The Montana Shooting Sports Association is looking to intervene in a lawsuit filed by the city of Missoula against state Attorney General Tim Fox, saying its members’ constitutional rights may be impaired if the ordinance takes effect.

Filed in Missoula District Court last week, the organization's brief claims that Fox, in his answer to the city's lawsuit, failed to defend the individual rights of MSSA members under the Montana Constitution and the Montana Human Rights Act.

“The AG makes no effort whatsoever to protect MSSA members' individual rights – none,” the suit contends. “The lack of all effort to do so eliminates any idea that the AG will do so in an adequate manner.”

Last year, Fox determined that Missoula's recently passed ordinance requiring background checks for most gun sales and transfers was unenforceable. The city challenged that finding in April and filed a lawsuit in Missoula District Court.

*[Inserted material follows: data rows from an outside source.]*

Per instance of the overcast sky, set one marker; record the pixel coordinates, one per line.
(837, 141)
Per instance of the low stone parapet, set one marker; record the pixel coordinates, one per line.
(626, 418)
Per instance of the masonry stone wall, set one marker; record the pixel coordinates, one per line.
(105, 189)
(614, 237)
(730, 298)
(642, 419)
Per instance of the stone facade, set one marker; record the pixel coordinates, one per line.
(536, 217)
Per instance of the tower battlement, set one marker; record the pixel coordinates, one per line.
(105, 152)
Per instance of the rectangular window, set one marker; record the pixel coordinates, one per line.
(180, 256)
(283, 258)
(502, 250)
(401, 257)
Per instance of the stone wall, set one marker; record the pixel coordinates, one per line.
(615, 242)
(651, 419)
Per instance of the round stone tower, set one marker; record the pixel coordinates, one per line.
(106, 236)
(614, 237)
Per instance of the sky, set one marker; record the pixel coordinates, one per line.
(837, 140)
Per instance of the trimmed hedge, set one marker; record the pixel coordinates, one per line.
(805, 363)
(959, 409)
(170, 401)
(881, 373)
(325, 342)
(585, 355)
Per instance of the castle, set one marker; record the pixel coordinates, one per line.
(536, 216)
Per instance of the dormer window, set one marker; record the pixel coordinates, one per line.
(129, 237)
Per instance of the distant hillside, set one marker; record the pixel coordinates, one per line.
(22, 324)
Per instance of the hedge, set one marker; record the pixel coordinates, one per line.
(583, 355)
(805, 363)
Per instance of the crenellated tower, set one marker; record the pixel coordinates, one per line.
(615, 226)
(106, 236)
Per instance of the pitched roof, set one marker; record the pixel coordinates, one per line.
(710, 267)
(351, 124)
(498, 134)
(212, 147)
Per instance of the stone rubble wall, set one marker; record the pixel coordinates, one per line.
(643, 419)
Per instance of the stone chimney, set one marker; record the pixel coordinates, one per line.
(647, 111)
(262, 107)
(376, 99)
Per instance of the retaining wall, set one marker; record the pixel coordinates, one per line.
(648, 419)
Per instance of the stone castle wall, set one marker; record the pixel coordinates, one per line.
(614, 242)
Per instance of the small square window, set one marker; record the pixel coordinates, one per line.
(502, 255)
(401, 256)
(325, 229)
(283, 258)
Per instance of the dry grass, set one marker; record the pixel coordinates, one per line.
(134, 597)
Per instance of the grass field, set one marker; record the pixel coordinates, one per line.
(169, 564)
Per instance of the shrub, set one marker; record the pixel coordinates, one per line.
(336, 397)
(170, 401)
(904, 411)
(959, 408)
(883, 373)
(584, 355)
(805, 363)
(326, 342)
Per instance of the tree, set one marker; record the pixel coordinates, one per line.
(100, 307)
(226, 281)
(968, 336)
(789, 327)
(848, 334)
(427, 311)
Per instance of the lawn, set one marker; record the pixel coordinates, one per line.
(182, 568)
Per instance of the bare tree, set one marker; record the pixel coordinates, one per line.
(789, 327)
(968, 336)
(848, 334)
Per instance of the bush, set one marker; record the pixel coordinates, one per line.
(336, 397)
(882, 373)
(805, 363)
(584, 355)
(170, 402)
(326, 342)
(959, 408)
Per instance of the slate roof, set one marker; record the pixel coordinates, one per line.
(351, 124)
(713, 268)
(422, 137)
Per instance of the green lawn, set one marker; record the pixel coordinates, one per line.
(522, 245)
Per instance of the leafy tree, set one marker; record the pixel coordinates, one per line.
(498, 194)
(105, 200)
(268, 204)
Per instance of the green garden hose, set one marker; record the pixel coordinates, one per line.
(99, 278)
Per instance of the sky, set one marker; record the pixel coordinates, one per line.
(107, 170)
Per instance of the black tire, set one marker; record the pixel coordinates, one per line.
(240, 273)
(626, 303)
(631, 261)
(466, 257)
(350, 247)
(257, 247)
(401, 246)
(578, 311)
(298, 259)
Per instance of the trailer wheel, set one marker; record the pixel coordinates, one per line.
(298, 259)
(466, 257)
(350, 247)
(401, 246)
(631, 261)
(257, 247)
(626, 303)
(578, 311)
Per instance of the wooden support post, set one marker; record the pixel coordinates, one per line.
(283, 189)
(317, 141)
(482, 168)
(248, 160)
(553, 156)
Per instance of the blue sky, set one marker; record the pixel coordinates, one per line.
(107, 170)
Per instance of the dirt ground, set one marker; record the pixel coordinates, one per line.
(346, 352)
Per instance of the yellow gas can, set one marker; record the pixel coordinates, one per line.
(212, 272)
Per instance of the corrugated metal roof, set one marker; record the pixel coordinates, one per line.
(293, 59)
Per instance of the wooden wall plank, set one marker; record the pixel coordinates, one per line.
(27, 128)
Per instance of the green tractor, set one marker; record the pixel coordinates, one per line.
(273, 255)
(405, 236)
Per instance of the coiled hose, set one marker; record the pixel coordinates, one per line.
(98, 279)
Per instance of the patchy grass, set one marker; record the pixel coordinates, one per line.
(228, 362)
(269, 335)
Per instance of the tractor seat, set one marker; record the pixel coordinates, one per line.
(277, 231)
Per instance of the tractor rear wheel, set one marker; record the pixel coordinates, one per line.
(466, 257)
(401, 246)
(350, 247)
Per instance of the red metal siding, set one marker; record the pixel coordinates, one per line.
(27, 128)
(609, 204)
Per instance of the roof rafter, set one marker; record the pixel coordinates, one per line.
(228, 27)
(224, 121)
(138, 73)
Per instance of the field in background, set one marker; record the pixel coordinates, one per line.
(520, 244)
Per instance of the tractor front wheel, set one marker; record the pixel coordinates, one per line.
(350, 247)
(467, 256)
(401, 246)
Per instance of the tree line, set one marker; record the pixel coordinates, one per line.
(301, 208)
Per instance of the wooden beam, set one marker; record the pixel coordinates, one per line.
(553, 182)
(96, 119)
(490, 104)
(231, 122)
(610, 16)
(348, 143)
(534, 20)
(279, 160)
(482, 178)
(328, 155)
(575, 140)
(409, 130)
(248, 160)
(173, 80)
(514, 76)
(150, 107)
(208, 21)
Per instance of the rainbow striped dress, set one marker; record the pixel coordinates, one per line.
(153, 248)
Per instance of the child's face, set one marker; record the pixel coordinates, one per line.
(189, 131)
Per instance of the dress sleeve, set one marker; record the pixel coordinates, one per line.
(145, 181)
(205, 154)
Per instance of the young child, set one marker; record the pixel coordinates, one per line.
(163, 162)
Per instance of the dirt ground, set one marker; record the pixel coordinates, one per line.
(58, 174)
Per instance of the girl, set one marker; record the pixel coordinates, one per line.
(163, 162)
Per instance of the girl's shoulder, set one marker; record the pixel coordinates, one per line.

Fox answered the city's suit last month, suggesting it lacked merit on nearly every count. But that didn't go far enough for the Montana Shooting Sports Association.

“The AG's answer makes no mention of the Montana Constitution, the Montana Human Rights Act or the U.S. Constitution,” the organization's brief contends. “Its defense is based solely on the collective rights under the AG's statutory interpretation of the general preemption issue. It is not based on the protection or vindication of any individual rights, constitutional, statutory or otherwise.”

Gary Marbut, president of the MSSA, said Tuesday his organization was concerned that Fox's response to the city's lawsuit doesn't assert the rights granted to citizens under the state Constitution.

An intervention by MSSA in the suit would cover that undefended legal area and address what Marbut describes as the Bloomberg Ordinance.

The MSSA brief suggests Missoula's ordinance is the creation of former New York City Mayor Michael Bloomberg and his lobby, Everytown for Gun Safety, which Marbut said offered the city legal advice when drafting its ordinance three years ago.

Everytown is representing the city in the case on a pro bono basis.

"This Bloomberg Ordinance is as loony as when the City Attorney assured the City Council years ago that the City could ban shooting everywhere within five miles of Missoula based on a century-old law that allowed cities to quarantine for tuberculosis,” Marbut said. “That ordinance was so bonkers that even Democrat Attorney General Mike Greeley ruled it to be in legal fantasy land."

Marbut, represented by attorney Quentin Rhoades, said the law allows MSSA to intervene and be represented in a lawsuit that affects its members, some of whom live inside the Missoula city limits and would fall under the ordinance's jurisdiction.

"MSSA believes that the Bloomberg Ordinance clearly will call into question the reserved and protected rights of MSSA members,” Marbut said.